Daytripper: Discover London's hidden history

Black London walking tours

What is it?

For the past five years the black historian and writer S I Martin has been guiding walking tours through London pointing out the haunts of forgotten black British radicals, soldiers and artists who lived in the capital. Among these characters from the city's hidden past, Martin highlights the 18th-century writer and composer Ignatius Sancho who lived in Charles Steet (where the Foreign & Commonwealth Office now stands), Mary Seacole, the Crimea's black Florence Nightingale, who lived in Tavistock Street, and Olaudah Equiano, a former slave who became an eloquent abolitionist and was a devout worshipper at St Martin-in-the-Fields. Tours last around an hour - depending on how fast you walk.

Where is it?

Martin meets his groups outside Westminster Tube station (look for the man with the dreadlocks, holding up Black London brochures outside exit four, just opposite Big Ben). All the walks end at Covent Garden's Piazza.

Something for the children?

The walks have been specially tailored for groups of school pupils in the past. Martin adapts the way he relates the tales to suit the age of his audience - as well as pacing the walk a little more slowly for shorter legs, of course.

Something for the adults?

Paul Robeson fans will be interested to know that the singer played Othello at The Savoy Theatre during the 1930s, when he was searching for better roles outside the US. But did you know that he wasn't the first black Othello to tread the British boards? In the 19th century Ira Aldridge, the first black actor ever to perform on the UK stage, played the Moor at the Theatre Royal, Drury Lane.

I'm hungry

At the end of the walk in Covent Garden, a quick stroll round the corner to King Street will bring you to the Calabash Restaurant, in the Africa Centre, which serves African food. Alternatively, reasonably priced pub food can be ordered in the upstairs bar at the Essex Serpent, also in King Street.

Can we buy a souvenir?

African artefacts of all kinds - books, CDs, cloth and carvings can all be bought at the Africa Centre on King Street. The centre also sells books that relate specifically to the Black London experience over the past three centuries.

How do we get there?

Westminster Underground station is on the Jubilee and District lines.

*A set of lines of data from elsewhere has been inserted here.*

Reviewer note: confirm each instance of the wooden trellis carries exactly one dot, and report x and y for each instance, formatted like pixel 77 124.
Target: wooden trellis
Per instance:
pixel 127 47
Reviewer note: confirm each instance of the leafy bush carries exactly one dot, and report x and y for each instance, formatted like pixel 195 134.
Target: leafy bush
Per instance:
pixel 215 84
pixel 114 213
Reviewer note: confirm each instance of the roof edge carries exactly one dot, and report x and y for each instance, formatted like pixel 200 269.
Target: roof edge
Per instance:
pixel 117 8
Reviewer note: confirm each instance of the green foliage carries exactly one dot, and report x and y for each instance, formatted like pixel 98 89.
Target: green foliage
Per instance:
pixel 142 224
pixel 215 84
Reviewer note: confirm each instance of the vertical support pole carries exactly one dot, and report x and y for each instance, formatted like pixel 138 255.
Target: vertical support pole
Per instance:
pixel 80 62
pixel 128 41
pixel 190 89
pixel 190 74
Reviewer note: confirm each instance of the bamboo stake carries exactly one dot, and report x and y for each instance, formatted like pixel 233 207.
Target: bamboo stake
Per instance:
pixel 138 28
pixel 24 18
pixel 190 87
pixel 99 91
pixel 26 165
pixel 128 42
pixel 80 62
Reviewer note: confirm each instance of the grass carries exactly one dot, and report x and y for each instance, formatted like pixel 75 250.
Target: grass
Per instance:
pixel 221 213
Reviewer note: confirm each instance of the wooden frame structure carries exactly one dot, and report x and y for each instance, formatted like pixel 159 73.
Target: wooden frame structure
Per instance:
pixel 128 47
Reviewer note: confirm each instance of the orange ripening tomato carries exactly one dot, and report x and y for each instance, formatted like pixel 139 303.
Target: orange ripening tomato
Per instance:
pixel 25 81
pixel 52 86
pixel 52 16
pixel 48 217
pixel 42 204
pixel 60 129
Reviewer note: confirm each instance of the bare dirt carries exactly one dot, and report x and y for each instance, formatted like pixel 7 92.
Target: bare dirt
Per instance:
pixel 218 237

The number 53 and 12 buses stop outside the Tube station.

Will there be queues?

No, because you have to pre-book the tour by phone.

Admission: £6 per person (no concessions) booked through Black London tours, 7/136 Coldharbour Lane London SE5 9PZ (020-7326 4429; email simmart@btinternet.com).

Hours: 10am-6pm daily, or by prior arrangement.

Disabled access: not suitable for people with limited mobility because there are lots of steps to negotiate.